We faced a problematic situation a few months ago when a buyer required a material escrow amount around one specific issue that had significant perceived risk to the buyer. This initially appeared to be a gating issue for the seller that could have doomed the transaction. However, we left that issue to the side temporarily and finished negotiations on the other outstanding items to both parties’ satisfaction. In revisiting that escrow issue, the buyer expressed that the amount of the escrow was non-negotiable for them. However, the seller was not really concerned about the risk around this issue and was confident all their money would be released from escrow. The gating issue for the seller was the long period of time their money would be tied up in escrow. We were able to shorten the escrow term, change the payout schedule of the money held in escrow, and negotiate an interest rate on the money in escrow that was advantageous to the seller. In the end, the amount of the escrow did not change from the initial proposal, but virtually everything else around the escrow was negotiated to the seller’s satisfaction and benefit.
As we navigated around the impasse and kept looking for areas of flexibility, we were ultimately able to move past the gating issue and find a resolution that was satisfactory to both parties.
Another question: “Where are there areas of flexibility around this apparent impasse, and what areas might bring real value if I were able to find that flexibility?”
Problem Resolution: Emphasize Solving the Problem, Not Winning
Often, in the middle of tense, complicated negotiations, the actual problem the two parties were trying to solve or negotiate gets lost and the parties start to focus on winning. This often leads to catastrophic outcomes.
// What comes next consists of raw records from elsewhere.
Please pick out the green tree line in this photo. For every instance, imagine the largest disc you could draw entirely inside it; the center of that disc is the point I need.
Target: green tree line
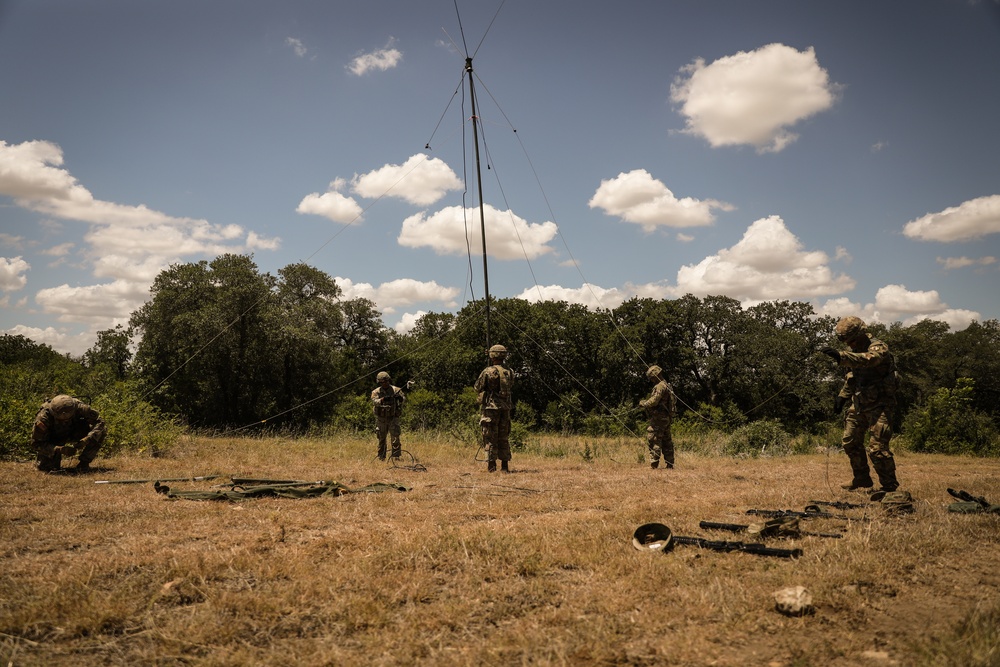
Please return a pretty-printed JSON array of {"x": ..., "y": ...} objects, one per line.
[{"x": 221, "y": 345}]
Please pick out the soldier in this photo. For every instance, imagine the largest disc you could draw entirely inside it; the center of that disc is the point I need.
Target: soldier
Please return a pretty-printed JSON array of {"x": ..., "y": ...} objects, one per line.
[
  {"x": 388, "y": 406},
  {"x": 62, "y": 426},
  {"x": 495, "y": 392},
  {"x": 870, "y": 390},
  {"x": 660, "y": 408}
]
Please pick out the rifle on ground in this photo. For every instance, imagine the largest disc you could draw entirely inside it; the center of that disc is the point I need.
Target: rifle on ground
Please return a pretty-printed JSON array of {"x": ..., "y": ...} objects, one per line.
[
  {"x": 969, "y": 498},
  {"x": 739, "y": 528},
  {"x": 971, "y": 503},
  {"x": 811, "y": 512},
  {"x": 838, "y": 504},
  {"x": 750, "y": 548}
]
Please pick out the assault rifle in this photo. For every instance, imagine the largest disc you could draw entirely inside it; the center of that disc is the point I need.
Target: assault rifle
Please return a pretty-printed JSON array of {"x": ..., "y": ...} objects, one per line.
[
  {"x": 739, "y": 528},
  {"x": 810, "y": 512},
  {"x": 969, "y": 498},
  {"x": 838, "y": 504},
  {"x": 750, "y": 548}
]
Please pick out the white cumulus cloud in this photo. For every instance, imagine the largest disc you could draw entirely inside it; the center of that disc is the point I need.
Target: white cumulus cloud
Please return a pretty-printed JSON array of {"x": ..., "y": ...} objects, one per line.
[
  {"x": 896, "y": 303},
  {"x": 420, "y": 180},
  {"x": 331, "y": 205},
  {"x": 129, "y": 244},
  {"x": 968, "y": 221},
  {"x": 963, "y": 262},
  {"x": 753, "y": 97},
  {"x": 95, "y": 304},
  {"x": 12, "y": 272},
  {"x": 401, "y": 292},
  {"x": 639, "y": 198},
  {"x": 380, "y": 60},
  {"x": 767, "y": 263},
  {"x": 452, "y": 230}
]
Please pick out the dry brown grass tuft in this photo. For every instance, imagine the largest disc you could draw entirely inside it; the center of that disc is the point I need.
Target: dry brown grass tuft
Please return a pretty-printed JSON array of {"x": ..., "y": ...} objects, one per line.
[{"x": 535, "y": 567}]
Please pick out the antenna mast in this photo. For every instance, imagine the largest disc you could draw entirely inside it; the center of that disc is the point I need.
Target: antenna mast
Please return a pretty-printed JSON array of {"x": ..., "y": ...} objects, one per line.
[{"x": 479, "y": 180}]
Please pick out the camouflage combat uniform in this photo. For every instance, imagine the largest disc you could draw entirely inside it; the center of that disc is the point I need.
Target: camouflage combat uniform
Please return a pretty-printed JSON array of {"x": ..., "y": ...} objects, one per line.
[
  {"x": 870, "y": 392},
  {"x": 494, "y": 388},
  {"x": 388, "y": 406},
  {"x": 62, "y": 426},
  {"x": 660, "y": 408}
]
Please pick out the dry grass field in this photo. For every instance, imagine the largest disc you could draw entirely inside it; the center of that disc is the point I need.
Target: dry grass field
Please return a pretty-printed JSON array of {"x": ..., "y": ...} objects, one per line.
[{"x": 468, "y": 568}]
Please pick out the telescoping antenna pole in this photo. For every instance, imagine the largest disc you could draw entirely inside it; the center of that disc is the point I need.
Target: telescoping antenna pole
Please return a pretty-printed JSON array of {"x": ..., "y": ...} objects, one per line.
[{"x": 479, "y": 181}]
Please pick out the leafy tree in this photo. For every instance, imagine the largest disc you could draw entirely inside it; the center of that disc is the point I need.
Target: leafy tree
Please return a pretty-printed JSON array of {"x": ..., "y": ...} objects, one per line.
[
  {"x": 112, "y": 350},
  {"x": 948, "y": 423},
  {"x": 205, "y": 341}
]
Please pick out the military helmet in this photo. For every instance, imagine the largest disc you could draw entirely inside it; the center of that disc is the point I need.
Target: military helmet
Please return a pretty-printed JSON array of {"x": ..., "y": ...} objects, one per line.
[
  {"x": 652, "y": 537},
  {"x": 850, "y": 327},
  {"x": 63, "y": 407}
]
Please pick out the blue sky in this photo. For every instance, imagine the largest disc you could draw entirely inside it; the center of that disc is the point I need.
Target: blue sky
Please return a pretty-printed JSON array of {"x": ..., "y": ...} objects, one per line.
[{"x": 841, "y": 153}]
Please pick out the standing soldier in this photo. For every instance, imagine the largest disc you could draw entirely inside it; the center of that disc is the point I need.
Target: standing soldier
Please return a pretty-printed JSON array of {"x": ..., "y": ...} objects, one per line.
[
  {"x": 63, "y": 426},
  {"x": 495, "y": 387},
  {"x": 388, "y": 406},
  {"x": 870, "y": 390},
  {"x": 660, "y": 408}
]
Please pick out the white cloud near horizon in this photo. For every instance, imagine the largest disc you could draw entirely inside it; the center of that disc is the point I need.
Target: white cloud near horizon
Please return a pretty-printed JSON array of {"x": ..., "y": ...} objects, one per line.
[
  {"x": 452, "y": 230},
  {"x": 752, "y": 98},
  {"x": 767, "y": 263},
  {"x": 421, "y": 181},
  {"x": 897, "y": 303},
  {"x": 128, "y": 244},
  {"x": 968, "y": 221},
  {"x": 74, "y": 344},
  {"x": 297, "y": 45},
  {"x": 639, "y": 198},
  {"x": 97, "y": 305},
  {"x": 12, "y": 272},
  {"x": 332, "y": 205},
  {"x": 950, "y": 263},
  {"x": 379, "y": 60},
  {"x": 400, "y": 292}
]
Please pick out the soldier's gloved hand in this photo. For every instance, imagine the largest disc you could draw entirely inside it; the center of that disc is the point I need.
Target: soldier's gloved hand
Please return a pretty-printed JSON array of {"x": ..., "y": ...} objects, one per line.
[{"x": 830, "y": 352}]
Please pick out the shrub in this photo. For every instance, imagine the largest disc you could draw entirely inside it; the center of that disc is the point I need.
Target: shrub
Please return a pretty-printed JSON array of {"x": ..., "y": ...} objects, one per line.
[
  {"x": 134, "y": 425},
  {"x": 947, "y": 423},
  {"x": 708, "y": 418},
  {"x": 760, "y": 438}
]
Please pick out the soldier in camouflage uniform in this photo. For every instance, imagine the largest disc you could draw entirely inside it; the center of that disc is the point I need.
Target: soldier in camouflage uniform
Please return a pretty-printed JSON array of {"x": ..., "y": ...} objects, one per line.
[
  {"x": 64, "y": 426},
  {"x": 495, "y": 387},
  {"x": 870, "y": 392},
  {"x": 388, "y": 406},
  {"x": 660, "y": 408}
]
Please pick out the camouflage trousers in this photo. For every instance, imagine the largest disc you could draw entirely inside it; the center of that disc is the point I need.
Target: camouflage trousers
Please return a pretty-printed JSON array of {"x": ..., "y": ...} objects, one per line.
[
  {"x": 660, "y": 443},
  {"x": 873, "y": 424},
  {"x": 50, "y": 458},
  {"x": 496, "y": 433},
  {"x": 387, "y": 429},
  {"x": 49, "y": 454}
]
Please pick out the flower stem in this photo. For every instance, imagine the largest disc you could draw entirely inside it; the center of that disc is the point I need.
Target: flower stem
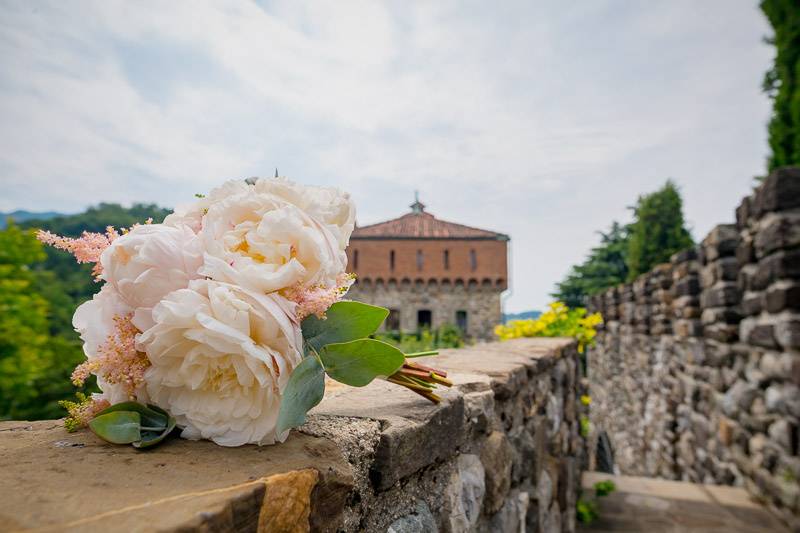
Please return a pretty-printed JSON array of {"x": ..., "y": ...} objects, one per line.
[{"x": 421, "y": 354}]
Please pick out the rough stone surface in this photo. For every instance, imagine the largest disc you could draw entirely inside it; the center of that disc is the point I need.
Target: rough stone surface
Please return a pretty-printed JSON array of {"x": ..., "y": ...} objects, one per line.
[
  {"x": 714, "y": 400},
  {"x": 373, "y": 459}
]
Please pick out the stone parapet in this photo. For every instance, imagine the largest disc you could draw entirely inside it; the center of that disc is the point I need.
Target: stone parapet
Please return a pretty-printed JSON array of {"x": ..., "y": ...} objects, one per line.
[
  {"x": 503, "y": 449},
  {"x": 712, "y": 394}
]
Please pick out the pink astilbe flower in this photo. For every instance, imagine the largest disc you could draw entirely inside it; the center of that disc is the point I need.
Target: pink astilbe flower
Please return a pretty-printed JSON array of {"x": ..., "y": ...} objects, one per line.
[
  {"x": 82, "y": 412},
  {"x": 86, "y": 248},
  {"x": 316, "y": 300},
  {"x": 118, "y": 362}
]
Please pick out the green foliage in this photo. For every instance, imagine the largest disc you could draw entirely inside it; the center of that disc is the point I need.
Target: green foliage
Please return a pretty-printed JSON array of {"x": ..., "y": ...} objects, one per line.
[
  {"x": 339, "y": 348},
  {"x": 446, "y": 336},
  {"x": 358, "y": 362},
  {"x": 658, "y": 230},
  {"x": 132, "y": 423},
  {"x": 586, "y": 426},
  {"x": 558, "y": 321},
  {"x": 587, "y": 507},
  {"x": 782, "y": 82},
  {"x": 39, "y": 291},
  {"x": 586, "y": 511},
  {"x": 604, "y": 488},
  {"x": 35, "y": 362},
  {"x": 304, "y": 390},
  {"x": 344, "y": 321},
  {"x": 605, "y": 267}
]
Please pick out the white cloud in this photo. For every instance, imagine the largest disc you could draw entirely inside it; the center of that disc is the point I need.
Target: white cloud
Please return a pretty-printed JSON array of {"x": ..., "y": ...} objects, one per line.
[{"x": 536, "y": 119}]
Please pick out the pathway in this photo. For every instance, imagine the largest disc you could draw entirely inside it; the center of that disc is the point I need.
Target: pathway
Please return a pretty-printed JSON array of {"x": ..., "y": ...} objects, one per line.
[{"x": 660, "y": 506}]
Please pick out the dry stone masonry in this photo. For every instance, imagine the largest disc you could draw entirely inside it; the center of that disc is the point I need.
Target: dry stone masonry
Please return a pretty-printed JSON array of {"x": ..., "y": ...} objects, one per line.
[
  {"x": 501, "y": 453},
  {"x": 696, "y": 373}
]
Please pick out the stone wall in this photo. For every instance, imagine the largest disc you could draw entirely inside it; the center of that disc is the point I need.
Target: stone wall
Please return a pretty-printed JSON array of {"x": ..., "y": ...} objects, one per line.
[
  {"x": 480, "y": 301},
  {"x": 502, "y": 452},
  {"x": 696, "y": 372}
]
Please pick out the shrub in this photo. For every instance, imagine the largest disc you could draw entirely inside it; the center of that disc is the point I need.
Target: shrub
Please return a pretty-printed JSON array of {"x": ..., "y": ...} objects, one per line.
[{"x": 558, "y": 321}]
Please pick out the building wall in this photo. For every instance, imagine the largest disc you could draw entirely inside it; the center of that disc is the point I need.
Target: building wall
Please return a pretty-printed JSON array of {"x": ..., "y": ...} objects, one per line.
[
  {"x": 373, "y": 260},
  {"x": 481, "y": 302}
]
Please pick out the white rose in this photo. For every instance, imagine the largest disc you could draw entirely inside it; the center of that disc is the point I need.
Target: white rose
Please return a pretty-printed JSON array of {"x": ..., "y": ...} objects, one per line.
[
  {"x": 149, "y": 262},
  {"x": 94, "y": 321},
  {"x": 192, "y": 214},
  {"x": 263, "y": 242},
  {"x": 329, "y": 205},
  {"x": 220, "y": 357}
]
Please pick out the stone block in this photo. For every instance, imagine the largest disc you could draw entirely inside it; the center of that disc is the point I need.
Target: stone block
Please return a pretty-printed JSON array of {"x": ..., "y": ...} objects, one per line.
[
  {"x": 777, "y": 231},
  {"x": 780, "y": 191},
  {"x": 464, "y": 494},
  {"x": 780, "y": 265},
  {"x": 752, "y": 303},
  {"x": 688, "y": 328},
  {"x": 782, "y": 295},
  {"x": 684, "y": 256},
  {"x": 744, "y": 212},
  {"x": 723, "y": 294},
  {"x": 496, "y": 457},
  {"x": 745, "y": 251},
  {"x": 721, "y": 315},
  {"x": 419, "y": 520},
  {"x": 757, "y": 333},
  {"x": 687, "y": 286},
  {"x": 787, "y": 330},
  {"x": 721, "y": 241},
  {"x": 726, "y": 269}
]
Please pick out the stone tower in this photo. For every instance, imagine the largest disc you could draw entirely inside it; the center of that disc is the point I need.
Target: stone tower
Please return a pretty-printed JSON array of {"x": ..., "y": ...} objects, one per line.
[{"x": 429, "y": 272}]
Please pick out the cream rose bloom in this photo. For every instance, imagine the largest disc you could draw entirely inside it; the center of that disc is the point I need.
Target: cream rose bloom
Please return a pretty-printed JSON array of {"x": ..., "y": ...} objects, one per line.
[
  {"x": 328, "y": 205},
  {"x": 94, "y": 321},
  {"x": 220, "y": 357},
  {"x": 263, "y": 242},
  {"x": 149, "y": 262}
]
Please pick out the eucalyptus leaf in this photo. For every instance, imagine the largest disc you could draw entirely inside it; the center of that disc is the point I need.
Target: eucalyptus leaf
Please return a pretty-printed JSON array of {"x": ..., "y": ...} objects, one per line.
[
  {"x": 304, "y": 390},
  {"x": 151, "y": 438},
  {"x": 151, "y": 415},
  {"x": 118, "y": 427},
  {"x": 357, "y": 363},
  {"x": 345, "y": 321}
]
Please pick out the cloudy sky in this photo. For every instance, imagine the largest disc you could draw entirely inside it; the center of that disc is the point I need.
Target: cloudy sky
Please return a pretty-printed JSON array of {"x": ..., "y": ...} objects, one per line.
[{"x": 541, "y": 119}]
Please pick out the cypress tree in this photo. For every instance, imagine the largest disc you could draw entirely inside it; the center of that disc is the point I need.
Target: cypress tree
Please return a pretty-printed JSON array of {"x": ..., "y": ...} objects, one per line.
[
  {"x": 658, "y": 230},
  {"x": 782, "y": 82}
]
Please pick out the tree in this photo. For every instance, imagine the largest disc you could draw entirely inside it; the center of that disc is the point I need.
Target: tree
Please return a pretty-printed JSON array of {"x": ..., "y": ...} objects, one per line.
[
  {"x": 782, "y": 82},
  {"x": 604, "y": 267},
  {"x": 34, "y": 365},
  {"x": 658, "y": 230}
]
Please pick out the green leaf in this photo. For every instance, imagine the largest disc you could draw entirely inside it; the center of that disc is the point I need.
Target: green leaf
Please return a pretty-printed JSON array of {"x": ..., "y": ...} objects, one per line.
[
  {"x": 151, "y": 415},
  {"x": 346, "y": 321},
  {"x": 358, "y": 362},
  {"x": 305, "y": 390},
  {"x": 119, "y": 427},
  {"x": 151, "y": 438}
]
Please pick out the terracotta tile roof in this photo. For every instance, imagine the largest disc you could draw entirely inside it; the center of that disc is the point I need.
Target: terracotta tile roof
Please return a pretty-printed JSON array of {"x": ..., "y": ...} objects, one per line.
[{"x": 422, "y": 225}]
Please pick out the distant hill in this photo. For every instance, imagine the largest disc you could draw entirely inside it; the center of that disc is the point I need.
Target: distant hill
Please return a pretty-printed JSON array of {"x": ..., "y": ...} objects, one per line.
[
  {"x": 525, "y": 315},
  {"x": 22, "y": 216}
]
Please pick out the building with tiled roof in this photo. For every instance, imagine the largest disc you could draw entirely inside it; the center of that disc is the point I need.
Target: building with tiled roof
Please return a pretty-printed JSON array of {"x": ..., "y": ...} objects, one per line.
[{"x": 430, "y": 272}]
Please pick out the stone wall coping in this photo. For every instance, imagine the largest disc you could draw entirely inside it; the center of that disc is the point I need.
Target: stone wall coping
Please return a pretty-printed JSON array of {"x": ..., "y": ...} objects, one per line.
[{"x": 51, "y": 480}]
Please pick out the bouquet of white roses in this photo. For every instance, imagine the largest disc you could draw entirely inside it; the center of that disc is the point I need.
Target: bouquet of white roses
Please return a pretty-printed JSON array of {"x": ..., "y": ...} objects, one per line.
[{"x": 224, "y": 320}]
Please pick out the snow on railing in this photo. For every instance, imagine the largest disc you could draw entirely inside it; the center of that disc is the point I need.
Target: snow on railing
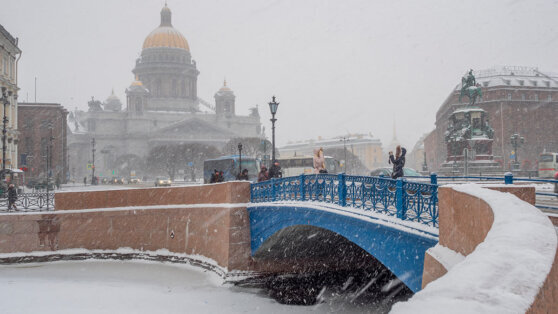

Resolving an issue in a way that allows both parties to advance toward a mutually agreed-upon goal is a win. However, there are many ways a party can win that do little to resolve the actual problem and instead damage the negotiations and imperil the very goals the parties were mutually pursuing.
We faced a challenging situation with a buyer who felt that because they were the stronger, surviving entity, they should get the final say on every issue and win every negotiation. At first, we worked with our client to game out negotiations so that the buyer would get the win and we would be able to resolve the issue. But even with issues getting acceptably resolved in most cases, the seller came to the point that they were no longer willing to give away every point to just get along. We started demanding fair resolution of the problems that came up, and the deal was soon dead. The seller turned back to the second highest bidder and got a favorable, market deal done in short order.
Sometimes, resolving an issue acceptably can feel like somewhat of a loss, as the resolution likely required some sacrifice from both parties. However, just because a party gave up something of value to them or the problem was resolved in a different way than that party had initially envisioned, does not mean that they lost and the other side won.
A favorable resolution to a problem is a win. Alternatively, a win may well be a loss. A loss is most definitely a loss.
One final question: “If an independent party knew the problem I was trying to solve, would they agree with my approach?”